My psychiatrist first told me I was doing well after a week when I'd sat in my shower after eating dinner on my couch each night, crying under the hot water, having kept myself constantly busy through the day, as if momentum alone could stop me from collapsing. I was constantly aware that this didn't feel much different from the period when I was physically at my sickest. After a week when I'd felt skinless and spilling as I walked beneath the ancient fig trees in my suburb, squashing the fallen, seedy fruit beneath my sandals; when I'd been always ‘aware of the action of my heart, in the absence of physical exertion', to use the strangely haunting language of a basic diagnostic tool. This brokenness, this damage,
this
was doing well, perhaps precisely because it was
a breaking down of will. But even if we can't trust our own wills and we cannot know our own minds, it's still difficult to operate around them, to try to understand that this is not a process we can think through perfectly, that we can ever understand, pin down, or control.

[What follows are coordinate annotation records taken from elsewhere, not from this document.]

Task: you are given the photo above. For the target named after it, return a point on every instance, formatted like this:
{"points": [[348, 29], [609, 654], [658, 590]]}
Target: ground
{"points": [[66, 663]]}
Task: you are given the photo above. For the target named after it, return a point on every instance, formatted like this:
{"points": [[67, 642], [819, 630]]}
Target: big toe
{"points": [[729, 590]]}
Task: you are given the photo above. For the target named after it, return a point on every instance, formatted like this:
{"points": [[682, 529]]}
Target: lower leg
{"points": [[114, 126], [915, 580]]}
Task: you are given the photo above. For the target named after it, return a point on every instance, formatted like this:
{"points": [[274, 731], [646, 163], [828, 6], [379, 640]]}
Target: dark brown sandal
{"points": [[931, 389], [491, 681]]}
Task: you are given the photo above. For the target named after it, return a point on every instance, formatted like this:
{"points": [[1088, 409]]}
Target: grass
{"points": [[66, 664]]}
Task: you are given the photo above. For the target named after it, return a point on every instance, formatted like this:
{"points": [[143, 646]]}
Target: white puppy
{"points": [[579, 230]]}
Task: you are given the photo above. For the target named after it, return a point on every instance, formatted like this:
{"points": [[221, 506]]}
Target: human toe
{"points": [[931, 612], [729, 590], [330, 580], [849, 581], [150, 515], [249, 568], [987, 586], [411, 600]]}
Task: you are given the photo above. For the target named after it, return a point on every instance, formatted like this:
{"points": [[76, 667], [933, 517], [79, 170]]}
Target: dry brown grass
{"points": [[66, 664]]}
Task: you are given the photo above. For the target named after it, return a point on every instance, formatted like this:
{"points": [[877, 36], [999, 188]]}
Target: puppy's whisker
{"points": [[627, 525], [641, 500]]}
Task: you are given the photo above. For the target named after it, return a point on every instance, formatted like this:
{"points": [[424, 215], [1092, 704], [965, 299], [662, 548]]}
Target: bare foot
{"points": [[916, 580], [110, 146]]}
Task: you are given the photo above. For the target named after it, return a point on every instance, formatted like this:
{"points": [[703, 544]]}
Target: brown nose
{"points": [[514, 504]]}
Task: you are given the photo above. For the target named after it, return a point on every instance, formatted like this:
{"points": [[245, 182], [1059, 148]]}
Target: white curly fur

And yet reading Berryman's novel offered another kind of recognition to me, as if I had been in Group, a much smaller, more interior kind of Group, with Severance and Berryman too, or at least the figure of Berryman as I imagine him. An imaginative alliance with the two men, all of us confused, and all of us equally bewitched and betrayed by our own minds. And all of us, most importantly, in a place that is unfinished. Severance, of course, must remain here indefinitely, interrupted by Berryman's death. Between
Recovery
and
Delusions,
in the edition that I have, are transcriptions of Berryman's fragmented notes for the rest of the novel, but they're not a satisfying substitute for an ending: the novel simply stops, in a suspension (I'm tempted to write: a falling) between the two states. Part of me thinks this is exactly as it should be: an unintentional but radical inconclusiveness, a denial of the three-act structure that biography is often made to fit, even though life itself is never so simply and tightly contained. Another part of me thinks that if the striving for logical and fixed conclusions in our own thinking is a catalysing force that allows the stories that we tell ourselves to harden into delusion, then Severance, suspended and un-ended as he is, is finally freed from both. It's still difficult to try to imagine our own stories in this way, unfixed and uncontainable, difficult
to abandon definition for our selves and lives. But the idea appeals to me because it means that any delusion must always be transient, short-lived, and so no more dangerous than a bad decision: a thing that is imperfect and regrettable, perhaps, but which was, and always is, the best thing that the mind could do to manage at the time.